Ce n'est pas tomber dans l'anticommunisme primaire que de rappeler quelques faits. En 1953, à la mort de Staline, il y a juste cinquante ans, les organes de presse du Parti communiste suisse publièrent des articles inouïs, exemples d'idolâtrie laïque. Les auteurs, depuis longtemps, faisaient semblant de ne rien savoir des crimes du totalitarisme soviétique. Les communistes du pont du Mont-Blanc n'étaient, certes, pas de la partie. Mais ils en sont tout de même des héritiers idéologiques.

L'Amérique, en ce temps-là, nous a protégés. Le pape: combien de divisions? s'esclaffait Staline, sarcastique. Heureusement, l'OTAN, elle, en avait, malgré les pacifistes aveugles de l'époque. Quant à la France, ce n'est pas sa faute si Saddam n'a pas l'arme atomique. Un certain Jacques Chirac, premier ministre, avait inauguré une centrale; que les Israéliens s'empressèrent, par un raid aérien, de détruire. Et puis, ne feignons pas d'ignorer les intérêts pétroliers français.

Mais, de l'autre côté, hélas, quel breuvage moralisateur nous servent les Anglo-Américains! Depuis quand les administrations américaines seraient-elles, en toute pureté, allergiques à toutes les dictatures et toujours soucieuses de libérer des peuples opprimés? Que de vilaines figures soutenues par des bras américains souterrains. Alors, lorsque l'on entend, de surcroît, le président américain se référer à Dieu, tout comme son ennemi, on a envie de prier afin d'avoir une vision de Dieu pleurant d'amour déçu sur les errements des hommes auxquels il a laissé la liberté d'agir pour le pire en invoquant son nom. Oui, dans ces tristes événements, tout est porteur d'ambiguïté.

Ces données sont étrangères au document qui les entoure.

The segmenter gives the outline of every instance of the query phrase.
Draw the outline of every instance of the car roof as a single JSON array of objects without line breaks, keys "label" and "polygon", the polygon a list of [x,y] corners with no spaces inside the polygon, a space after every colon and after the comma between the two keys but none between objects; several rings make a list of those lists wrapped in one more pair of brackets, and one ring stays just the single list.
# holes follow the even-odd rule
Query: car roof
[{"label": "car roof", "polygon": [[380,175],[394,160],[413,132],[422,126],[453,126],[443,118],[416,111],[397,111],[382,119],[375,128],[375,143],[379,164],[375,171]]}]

Trêve de scepticisme. Après tout, c'est le propre de la condition humaine de mettre chacun devant un choix de lucidité, mais aussi d'inviter sans cesse à une quête de sens et à une prise de responsabilité. Il y a des choses claires à dire. Cette guerre préventive a été déclenchée sans preuves suffisantes des accusations, sans légitimité juridique et dans la division de la communauté internationale.

Bien loin de promettre la contamination démocratique, elle attise, par les souffrances infligées, humiliation, colère et ressentiment au sein de populations pourtant non acquises au régime irakien. C'est un ébranlement du droit et de la stabilité internationale, aux prolongements imprévisibles dans la durée. Le monde n'ira pas mieux, ne sera pas plus sûr, tout au contraire. Ce n'est pas ainsi, ce ne sera pas ainsi que l'on va œuvrer pour construire un monde plus juste et donc plus sûr. D'instinct, de très nombreux jeunes le ressentent. Et ils ressentent juste.